Look closely at Hector Guimard’s Art Nouveau Métro entrances at, for example, Saint Michel, Pigalle or Châtelet. The sinewy green balustrades and praying-mantis lamps were once thought so erotic that prudes wanted them destroyed.
The green newspaper kiosks are also 19th century, but move with the times. They’re often customised by their tenants with satirical cartoons displayed between the advert hoardings. Though beware, I recently saw a cartoon of a kiosquier insulting a tourist who’d asked directions instead of buying a newspaper.
Even the trendiest new places in Paris have an old-school feel.

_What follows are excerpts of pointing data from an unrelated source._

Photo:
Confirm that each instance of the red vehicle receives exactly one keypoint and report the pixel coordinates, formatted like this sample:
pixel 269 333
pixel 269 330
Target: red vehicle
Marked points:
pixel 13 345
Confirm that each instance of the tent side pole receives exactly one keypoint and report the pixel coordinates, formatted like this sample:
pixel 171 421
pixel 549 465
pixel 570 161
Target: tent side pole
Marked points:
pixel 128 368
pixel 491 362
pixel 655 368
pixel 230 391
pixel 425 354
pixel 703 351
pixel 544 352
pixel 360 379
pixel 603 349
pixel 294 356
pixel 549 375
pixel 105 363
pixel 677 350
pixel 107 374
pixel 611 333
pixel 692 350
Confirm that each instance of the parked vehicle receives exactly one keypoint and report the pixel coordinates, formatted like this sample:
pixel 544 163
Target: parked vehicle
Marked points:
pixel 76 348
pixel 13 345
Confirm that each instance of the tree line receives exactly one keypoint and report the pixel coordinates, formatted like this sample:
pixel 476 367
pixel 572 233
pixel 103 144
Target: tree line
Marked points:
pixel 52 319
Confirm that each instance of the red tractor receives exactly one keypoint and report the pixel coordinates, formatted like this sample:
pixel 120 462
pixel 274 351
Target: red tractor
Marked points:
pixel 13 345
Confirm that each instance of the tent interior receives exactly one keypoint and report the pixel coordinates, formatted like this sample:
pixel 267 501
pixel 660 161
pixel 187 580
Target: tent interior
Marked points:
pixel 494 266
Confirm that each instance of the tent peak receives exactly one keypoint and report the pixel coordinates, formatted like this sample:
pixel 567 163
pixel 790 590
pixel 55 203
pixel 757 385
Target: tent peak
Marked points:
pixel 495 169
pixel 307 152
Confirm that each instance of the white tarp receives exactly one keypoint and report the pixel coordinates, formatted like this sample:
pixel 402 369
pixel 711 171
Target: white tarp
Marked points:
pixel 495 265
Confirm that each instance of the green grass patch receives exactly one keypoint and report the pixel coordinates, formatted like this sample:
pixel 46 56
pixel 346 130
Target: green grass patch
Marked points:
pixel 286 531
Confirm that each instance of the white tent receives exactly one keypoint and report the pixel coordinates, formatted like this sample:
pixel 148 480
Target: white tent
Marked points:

The Bassin de la Villette canal basin, built in 1808, has become the preferred venue for an evening stroll, a picnic or a game of pétanque. Yes, French bowls is trendy again and the canal banks echo to the thud of toes getting flattened by cannonballs.
New cafés and restaurants are opening up there, but although the staff are young, the cuisine is triumphantly French and baskets of sliced baguette still land magically on your table. It’s all simultaneously new and classic.
This is the great thing about Paris – Parisians care so much about the finer details of their lifestyle that the city will never change.
All the best things about Paris retain a whiff of its heyday in the 19th century. This is true of the waiters’ waistcoats, the ever-present small shops, the newspaper kiosks, even the quaint habit of calling everyone Monsieur or Madame.
Paris isn’t a living museum, though, it’s a living exhibition, a permanent can-can show called la vie à Paris. And luckily, it looks as though it will run and run.